The relevance model is represented through a mathematical function of a set of input variables, and therefore just by looking at its formula it is likely to be very difficult to answer those two questions. What the axiomatic analysis aims to do is to break down the formulas and to isolate and analyze each of its individual components, with the goal of making improvements in the performance.

The idea is to formulate a set of axioms, meaning laws that a relevance model should abide by. One of the more obvious axioms, from a purely statistical point of view, relates to term frequency (TF): a document d1, where the terms of the query occur more times than in some other document d2, is to be assigned a higher relevance than d2. These are called axioms because they should be relevance truths – statements that are obvious and that everyone can agree on. Other examples of axioms could be that very long documents should be penalized simply because they have a higher probability to contain any word, and that terms frequent in many documents should contribute less to the relevance than terms that are more unique.

From an Enterprise Search perspective, these axioms do not have to be general relevance truths, but more adapted to your organization and your users. Here we see a shift in the type of axioms from pure statistics-based towards more metadata-based, e.g. which fields are more relevant than others and which sources are more relevant. A very simple example of this is that a hit in the title is more relevant than a hit in the body. These are usually conveniently configurable in most search engines, e.g. Apache Solr.

This concept is useful and interesting for many reasons since it not only allows you to modify and improve existing relevance models but you can also create new ones from scratch. This process can also be automated using Machine Learning algorithms, which leaves us with the task of finding the optimal set of axioms. Can you think of axioms that can be applied to your organization, your users informational needs and the content that is made searchable?

Solving Diversity in Information Retrieval

How to solve diversity in information retrieval and techniques for handling ambiguous queries was a topic of interest at the SIGIR 2013 conference in Dublin, Ireland, which I attended recently.

The issue of Diversity in Information Retrieval was covered at a number of presentations at the conference. It is search engine independent, since it uses only the set of result documents as input. When applied to the world of search it basically means an aim to produce a search result that covers as many of the relevant topics as possible.
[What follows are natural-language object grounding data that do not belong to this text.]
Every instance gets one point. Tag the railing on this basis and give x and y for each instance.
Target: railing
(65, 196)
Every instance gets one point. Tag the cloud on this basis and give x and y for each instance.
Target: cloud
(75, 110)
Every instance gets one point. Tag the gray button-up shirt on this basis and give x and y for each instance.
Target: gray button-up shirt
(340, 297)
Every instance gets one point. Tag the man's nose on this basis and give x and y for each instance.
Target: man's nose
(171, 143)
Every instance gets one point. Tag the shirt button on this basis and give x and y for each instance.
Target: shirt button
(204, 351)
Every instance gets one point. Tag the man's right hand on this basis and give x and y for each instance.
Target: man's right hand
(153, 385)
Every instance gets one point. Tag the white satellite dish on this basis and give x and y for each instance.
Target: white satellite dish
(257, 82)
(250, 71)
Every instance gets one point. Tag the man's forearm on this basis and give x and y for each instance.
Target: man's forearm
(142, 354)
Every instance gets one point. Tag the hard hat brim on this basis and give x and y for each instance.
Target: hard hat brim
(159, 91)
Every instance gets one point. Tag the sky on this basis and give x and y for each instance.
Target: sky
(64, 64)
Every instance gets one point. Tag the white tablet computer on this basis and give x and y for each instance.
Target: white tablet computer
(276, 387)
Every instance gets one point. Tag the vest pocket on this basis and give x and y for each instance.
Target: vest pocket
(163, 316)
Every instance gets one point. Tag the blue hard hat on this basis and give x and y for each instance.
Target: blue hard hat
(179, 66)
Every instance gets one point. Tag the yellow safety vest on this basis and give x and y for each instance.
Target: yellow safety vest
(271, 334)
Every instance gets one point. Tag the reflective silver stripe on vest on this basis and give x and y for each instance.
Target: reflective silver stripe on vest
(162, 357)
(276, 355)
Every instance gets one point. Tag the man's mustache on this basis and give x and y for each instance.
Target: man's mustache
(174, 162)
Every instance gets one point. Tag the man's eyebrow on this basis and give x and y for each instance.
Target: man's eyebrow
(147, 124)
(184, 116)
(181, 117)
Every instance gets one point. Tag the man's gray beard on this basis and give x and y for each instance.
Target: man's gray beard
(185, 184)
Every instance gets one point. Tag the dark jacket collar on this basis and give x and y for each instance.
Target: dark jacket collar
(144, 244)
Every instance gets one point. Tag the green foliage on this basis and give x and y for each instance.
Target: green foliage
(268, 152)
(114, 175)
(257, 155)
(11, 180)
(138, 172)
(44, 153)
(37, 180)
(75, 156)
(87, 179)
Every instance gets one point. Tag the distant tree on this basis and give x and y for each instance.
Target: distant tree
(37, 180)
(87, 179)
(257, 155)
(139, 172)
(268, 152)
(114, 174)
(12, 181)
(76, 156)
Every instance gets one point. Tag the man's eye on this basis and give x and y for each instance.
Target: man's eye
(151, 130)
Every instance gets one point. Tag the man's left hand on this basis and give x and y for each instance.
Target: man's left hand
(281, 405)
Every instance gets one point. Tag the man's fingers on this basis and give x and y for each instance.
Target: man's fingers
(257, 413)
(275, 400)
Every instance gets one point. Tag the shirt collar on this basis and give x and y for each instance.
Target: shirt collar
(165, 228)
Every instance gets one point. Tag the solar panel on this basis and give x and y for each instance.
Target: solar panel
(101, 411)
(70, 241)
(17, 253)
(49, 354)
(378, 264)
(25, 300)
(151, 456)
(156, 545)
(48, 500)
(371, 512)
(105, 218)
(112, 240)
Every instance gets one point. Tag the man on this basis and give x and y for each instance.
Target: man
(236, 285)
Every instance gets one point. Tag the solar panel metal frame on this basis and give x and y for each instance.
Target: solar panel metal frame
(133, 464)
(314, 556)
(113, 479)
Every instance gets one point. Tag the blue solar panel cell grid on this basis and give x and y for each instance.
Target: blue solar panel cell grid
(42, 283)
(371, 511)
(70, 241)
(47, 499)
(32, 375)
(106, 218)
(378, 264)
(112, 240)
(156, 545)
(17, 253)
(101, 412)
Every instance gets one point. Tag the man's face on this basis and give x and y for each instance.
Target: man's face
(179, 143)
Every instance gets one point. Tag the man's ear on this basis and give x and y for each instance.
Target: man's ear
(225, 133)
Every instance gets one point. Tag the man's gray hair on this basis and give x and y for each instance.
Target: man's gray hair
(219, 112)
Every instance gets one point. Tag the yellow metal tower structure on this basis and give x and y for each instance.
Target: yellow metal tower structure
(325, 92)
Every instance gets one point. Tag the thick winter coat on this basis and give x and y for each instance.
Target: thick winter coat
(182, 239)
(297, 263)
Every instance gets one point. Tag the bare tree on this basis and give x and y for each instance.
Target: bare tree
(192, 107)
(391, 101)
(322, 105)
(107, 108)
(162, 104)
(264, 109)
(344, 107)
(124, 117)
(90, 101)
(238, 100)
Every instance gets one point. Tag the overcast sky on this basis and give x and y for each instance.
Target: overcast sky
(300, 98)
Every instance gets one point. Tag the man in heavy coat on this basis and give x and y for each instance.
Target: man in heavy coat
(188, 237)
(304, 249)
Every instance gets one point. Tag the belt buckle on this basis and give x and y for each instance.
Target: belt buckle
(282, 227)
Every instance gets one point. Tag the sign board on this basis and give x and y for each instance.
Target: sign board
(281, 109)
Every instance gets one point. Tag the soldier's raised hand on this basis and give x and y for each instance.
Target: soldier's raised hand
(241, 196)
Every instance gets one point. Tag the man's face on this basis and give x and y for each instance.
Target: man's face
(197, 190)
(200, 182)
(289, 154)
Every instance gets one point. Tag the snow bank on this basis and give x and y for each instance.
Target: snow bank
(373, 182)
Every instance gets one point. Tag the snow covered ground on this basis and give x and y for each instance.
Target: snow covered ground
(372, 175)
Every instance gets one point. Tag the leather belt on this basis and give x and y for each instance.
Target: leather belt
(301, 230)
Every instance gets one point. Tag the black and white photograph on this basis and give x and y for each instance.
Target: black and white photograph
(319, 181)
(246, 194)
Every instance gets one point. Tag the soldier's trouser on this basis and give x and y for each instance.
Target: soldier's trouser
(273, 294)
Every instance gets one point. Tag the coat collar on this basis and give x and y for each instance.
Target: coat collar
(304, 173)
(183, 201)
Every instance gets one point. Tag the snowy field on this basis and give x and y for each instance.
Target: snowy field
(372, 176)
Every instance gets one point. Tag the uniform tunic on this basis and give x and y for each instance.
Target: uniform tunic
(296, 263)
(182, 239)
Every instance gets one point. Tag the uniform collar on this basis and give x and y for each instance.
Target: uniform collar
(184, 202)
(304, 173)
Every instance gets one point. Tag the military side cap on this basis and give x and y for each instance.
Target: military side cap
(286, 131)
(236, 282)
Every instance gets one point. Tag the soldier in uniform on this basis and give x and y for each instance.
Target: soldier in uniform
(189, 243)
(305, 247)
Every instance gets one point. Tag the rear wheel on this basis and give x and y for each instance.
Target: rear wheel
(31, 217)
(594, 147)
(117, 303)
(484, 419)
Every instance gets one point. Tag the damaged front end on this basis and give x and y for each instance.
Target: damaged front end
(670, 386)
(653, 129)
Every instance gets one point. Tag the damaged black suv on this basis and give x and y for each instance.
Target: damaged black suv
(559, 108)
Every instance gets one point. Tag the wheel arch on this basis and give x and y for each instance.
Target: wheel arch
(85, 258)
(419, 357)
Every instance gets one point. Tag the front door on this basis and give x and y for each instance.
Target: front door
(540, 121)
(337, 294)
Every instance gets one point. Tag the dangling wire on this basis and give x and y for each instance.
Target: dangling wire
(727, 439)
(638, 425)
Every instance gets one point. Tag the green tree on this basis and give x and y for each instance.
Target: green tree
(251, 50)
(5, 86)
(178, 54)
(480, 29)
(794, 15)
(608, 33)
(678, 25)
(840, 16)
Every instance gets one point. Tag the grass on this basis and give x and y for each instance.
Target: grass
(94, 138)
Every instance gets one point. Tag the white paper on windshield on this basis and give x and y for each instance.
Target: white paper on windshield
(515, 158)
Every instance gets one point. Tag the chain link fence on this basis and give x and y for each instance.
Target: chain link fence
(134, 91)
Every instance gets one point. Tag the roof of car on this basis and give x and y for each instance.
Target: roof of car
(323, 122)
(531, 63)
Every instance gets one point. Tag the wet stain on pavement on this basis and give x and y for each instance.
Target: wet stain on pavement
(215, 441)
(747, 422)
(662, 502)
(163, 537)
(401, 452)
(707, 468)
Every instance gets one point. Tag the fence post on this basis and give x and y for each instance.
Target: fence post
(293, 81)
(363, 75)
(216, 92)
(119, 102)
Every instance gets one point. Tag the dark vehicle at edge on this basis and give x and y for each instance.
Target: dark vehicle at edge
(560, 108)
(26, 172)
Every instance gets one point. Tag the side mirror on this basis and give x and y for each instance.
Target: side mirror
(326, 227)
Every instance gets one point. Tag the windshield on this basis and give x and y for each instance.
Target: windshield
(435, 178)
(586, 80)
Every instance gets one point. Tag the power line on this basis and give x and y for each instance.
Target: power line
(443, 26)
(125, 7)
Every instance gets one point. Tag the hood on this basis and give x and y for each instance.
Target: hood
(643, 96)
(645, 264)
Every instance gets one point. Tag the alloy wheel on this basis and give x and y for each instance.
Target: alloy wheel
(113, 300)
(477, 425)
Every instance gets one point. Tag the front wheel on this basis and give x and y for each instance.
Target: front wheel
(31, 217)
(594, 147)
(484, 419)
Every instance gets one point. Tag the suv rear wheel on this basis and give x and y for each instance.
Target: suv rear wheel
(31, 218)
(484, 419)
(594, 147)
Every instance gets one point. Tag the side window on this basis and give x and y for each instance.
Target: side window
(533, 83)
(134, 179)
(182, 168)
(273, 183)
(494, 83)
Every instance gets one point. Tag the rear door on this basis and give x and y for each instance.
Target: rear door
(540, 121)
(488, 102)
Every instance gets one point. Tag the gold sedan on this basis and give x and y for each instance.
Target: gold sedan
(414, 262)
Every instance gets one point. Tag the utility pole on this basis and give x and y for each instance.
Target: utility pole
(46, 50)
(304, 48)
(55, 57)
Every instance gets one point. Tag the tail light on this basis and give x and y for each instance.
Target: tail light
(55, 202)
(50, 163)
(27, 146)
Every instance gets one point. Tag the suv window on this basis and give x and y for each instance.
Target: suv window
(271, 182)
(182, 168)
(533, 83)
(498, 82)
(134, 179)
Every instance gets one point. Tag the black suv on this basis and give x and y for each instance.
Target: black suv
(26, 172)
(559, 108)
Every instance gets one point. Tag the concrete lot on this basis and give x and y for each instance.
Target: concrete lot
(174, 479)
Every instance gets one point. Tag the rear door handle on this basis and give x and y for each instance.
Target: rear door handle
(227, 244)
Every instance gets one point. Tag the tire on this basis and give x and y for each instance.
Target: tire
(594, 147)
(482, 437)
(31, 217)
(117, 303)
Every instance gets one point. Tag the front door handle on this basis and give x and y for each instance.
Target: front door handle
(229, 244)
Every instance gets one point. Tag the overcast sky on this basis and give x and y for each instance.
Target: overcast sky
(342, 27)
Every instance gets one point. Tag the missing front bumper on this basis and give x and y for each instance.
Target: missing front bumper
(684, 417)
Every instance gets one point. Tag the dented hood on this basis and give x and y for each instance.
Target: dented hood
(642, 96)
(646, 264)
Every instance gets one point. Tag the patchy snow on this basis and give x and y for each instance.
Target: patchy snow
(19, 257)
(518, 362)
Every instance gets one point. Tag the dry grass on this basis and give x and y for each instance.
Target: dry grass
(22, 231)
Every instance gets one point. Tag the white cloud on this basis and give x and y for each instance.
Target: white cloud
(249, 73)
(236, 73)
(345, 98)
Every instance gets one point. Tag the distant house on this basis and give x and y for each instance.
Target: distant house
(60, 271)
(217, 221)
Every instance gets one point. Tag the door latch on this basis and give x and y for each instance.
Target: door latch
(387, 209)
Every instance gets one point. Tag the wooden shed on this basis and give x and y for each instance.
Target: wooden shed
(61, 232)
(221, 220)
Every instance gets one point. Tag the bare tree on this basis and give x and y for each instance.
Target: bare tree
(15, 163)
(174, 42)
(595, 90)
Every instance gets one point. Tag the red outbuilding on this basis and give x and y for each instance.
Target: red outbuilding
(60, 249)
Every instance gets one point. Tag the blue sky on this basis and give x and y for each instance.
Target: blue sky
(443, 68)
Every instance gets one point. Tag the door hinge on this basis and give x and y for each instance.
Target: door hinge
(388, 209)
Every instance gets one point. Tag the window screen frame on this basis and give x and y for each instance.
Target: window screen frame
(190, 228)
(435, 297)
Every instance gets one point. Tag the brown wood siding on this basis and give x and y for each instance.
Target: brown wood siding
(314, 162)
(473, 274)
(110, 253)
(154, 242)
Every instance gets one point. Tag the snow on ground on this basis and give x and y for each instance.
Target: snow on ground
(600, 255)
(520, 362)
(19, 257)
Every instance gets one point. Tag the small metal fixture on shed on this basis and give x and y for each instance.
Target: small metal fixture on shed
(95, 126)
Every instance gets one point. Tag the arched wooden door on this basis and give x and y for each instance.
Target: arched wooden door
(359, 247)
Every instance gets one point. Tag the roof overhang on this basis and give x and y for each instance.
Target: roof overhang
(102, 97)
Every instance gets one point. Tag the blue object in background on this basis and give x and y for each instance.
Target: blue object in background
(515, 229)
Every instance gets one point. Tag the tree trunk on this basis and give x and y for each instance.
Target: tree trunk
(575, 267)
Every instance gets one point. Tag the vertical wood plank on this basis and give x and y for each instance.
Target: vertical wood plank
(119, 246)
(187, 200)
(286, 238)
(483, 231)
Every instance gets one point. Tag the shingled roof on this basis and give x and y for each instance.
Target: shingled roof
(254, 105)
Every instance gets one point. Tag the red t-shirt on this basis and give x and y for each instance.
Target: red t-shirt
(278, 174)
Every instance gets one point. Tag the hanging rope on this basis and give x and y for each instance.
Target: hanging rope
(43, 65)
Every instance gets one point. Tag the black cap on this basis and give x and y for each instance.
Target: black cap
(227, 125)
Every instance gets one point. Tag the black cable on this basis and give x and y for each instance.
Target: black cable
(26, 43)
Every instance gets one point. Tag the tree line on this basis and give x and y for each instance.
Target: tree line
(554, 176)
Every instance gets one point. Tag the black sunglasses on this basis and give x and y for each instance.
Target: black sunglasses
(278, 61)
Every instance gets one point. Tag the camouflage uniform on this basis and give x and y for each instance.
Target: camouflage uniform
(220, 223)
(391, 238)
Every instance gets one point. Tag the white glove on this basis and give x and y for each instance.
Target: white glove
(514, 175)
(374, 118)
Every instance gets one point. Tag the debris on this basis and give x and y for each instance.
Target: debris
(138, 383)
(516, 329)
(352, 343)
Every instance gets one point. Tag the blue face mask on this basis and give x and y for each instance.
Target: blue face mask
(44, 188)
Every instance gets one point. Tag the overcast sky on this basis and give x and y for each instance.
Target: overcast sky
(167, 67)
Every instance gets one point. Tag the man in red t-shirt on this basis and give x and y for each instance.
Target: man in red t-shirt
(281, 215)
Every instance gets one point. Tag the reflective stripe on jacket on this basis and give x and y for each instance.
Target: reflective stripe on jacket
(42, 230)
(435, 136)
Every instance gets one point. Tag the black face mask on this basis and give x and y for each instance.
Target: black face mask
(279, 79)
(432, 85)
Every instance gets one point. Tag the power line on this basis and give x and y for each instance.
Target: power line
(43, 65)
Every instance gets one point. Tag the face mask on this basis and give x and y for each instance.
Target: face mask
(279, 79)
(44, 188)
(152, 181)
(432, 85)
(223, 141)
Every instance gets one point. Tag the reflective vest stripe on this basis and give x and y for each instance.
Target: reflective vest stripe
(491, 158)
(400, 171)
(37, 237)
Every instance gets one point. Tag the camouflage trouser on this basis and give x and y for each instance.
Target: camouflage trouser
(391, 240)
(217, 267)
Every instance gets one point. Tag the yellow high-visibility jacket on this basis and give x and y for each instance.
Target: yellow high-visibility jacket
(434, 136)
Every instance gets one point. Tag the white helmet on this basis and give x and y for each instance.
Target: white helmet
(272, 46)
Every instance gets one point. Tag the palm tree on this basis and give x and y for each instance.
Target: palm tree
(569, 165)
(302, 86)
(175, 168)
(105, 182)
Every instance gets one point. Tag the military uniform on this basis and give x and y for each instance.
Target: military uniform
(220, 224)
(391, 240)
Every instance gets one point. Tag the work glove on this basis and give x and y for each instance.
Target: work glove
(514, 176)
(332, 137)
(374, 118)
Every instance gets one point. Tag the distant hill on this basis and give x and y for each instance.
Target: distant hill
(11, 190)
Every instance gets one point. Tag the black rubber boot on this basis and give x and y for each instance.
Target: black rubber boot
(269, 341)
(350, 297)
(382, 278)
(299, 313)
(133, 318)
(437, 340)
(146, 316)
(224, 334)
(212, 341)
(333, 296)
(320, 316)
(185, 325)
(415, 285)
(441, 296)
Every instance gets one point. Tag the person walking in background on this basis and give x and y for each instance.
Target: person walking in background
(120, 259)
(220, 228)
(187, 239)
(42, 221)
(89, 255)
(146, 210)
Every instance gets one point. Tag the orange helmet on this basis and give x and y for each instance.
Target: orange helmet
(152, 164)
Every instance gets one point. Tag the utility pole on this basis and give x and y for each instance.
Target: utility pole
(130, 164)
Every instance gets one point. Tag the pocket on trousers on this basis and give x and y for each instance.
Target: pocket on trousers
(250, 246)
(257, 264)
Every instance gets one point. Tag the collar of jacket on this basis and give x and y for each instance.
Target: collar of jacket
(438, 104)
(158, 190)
This is done by retrieving, say 100-500 documents, instead of the normal 10.
These documents are then clustered based on their contents to create a number
of topic clusters. The search result is then constructed by selecting
(the normal 10) documents from the clusters in a round-robin fashion. This will
hopefully create a diverse search result, with as broad coverage as possible.

The technique can not only be used to solve the problem of ambiguous queries,
but also queries with several sub-topics associated with it. By iteratively
running a clustering algorithm on the result documents with 2 to 5 (or so)
clusters and measuring the separation between them and choosing the outcome
with the greatest separation, a diverse result set of documents can be created.
The clusters can also be used to ask follow up questions to the user, where
he/she is allowed to click on one of several tag clouds, containing the most
central terms of each cluster.

A cluster set of size 2 with a good separation would indicate that the query
may be ambiguous, with two different semantics meanings, while a size of 3-5
likely means that the there are a number of sub topics identified in the
results. In a way these clusters can be seen as a dynamic facet, but it is
still shallow since it only operates on the returned documents. Yet, it does
not require any additional knowledge about the documents other than the
information that is returned. This could also be extended by using topic
labelling to present the user with a single term or phrase, instead of a tag
cloud.

Regarding the conference itself I found it to be a nice and professional arrangement with lots of in depth topics and nice evening activities, including a historical tour of Dublin.